In this way if thinking, the views handle updating themselves, then all the update code is right there with the code that creates the view. The thing that gives me trouble implementing this is when one Panel needs to setStuff and update, not just one or the other. I've been trying to handle that by passing an enum when I run notifyObservers to let the different observers know 1) do they need to do anything and 2) what they need to do. As you say, I give the panels a lot of responsibility to create whatever they need from MyObservableValue.

So now I think I want to turn this on its head to use a controller. I am I headed in the right direction?

MyGUI()
mb = new MyMenubar();
mc = new MyController();
p1 = new MyPanel1(mc);
p2 = new MyPanel2();
mc.addView(p1);
add(p1);
add(p2);

MyPanel1(MyController mc)
t1 = new JTable();
b1 = new JButton();
add(t1);
add(b1);

class MyListener implements TableModelListener
{ mc.updatePanel1Data() }

MyController()

MyPanel1 panel1;
MyPanel2 panel2;

model = new MyDataModel();

public void setPanel1( MyPanel1 p )
{ panel1 = p }

public void updatePanel1Data(Object o)
{
model.setPanel1Data(o);
computePanel1Data();
setPanel1Data();
}

private computePanel1Data()
{
a = model.getA();
b = model.getB();
n = something(a, b);
model.setN(n);
}

private void setPanel1Data()
{
n = model.getN();
panel1.getTable().getModel().setValueAt(i, j, n);
}

public void setPanel2Data(Object o) {}


or not, since every object has its own set of stuff that must be modified, wouldn't I need to hard-code all that in the controller? So if I changed a field in the view, I'd need to change the command in the controller?
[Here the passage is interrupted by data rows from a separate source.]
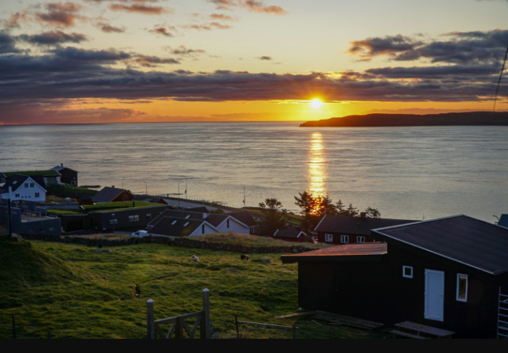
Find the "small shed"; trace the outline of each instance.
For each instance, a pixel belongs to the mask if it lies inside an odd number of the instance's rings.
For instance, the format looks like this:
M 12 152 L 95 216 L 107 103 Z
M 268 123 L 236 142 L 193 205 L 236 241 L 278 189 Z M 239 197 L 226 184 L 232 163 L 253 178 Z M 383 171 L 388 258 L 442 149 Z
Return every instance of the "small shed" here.
M 362 216 L 325 216 L 315 229 L 318 241 L 337 245 L 374 243 L 378 239 L 372 236 L 372 229 L 418 222 L 405 219 L 369 218 L 365 214 Z
M 92 200 L 93 202 L 126 202 L 132 201 L 134 196 L 129 190 L 117 189 L 115 186 L 106 186 L 96 194 Z
M 273 238 L 275 239 L 292 243 L 305 243 L 306 237 L 307 234 L 296 228 L 279 229 L 273 235 Z
M 508 228 L 457 216 L 372 236 L 386 243 L 282 256 L 298 263 L 300 306 L 494 337 L 499 293 L 508 294 Z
I was just looking at an MVC example where the controller implemented the action listeners, but all the code that modified the data was in the model and the controller was full of model.setXXX(), model.doXXX(), model.getXXX(), view.setXXX(). Which seems a lot more straightforward with one view than with twelve. I also got a little lost when I tried to extend setting action listeners in the controller to setting item listeners and all the other listeners that might need to be handled by the controller. I believe you are suggesting the doXXX() should be in the controller? Should the setXXX() be in the controller also? I guess to me I feel like I am reverting back to monolithic code where practically everything is done in one place and just dumped out to store or view the data. So I'm not sure I have the concept.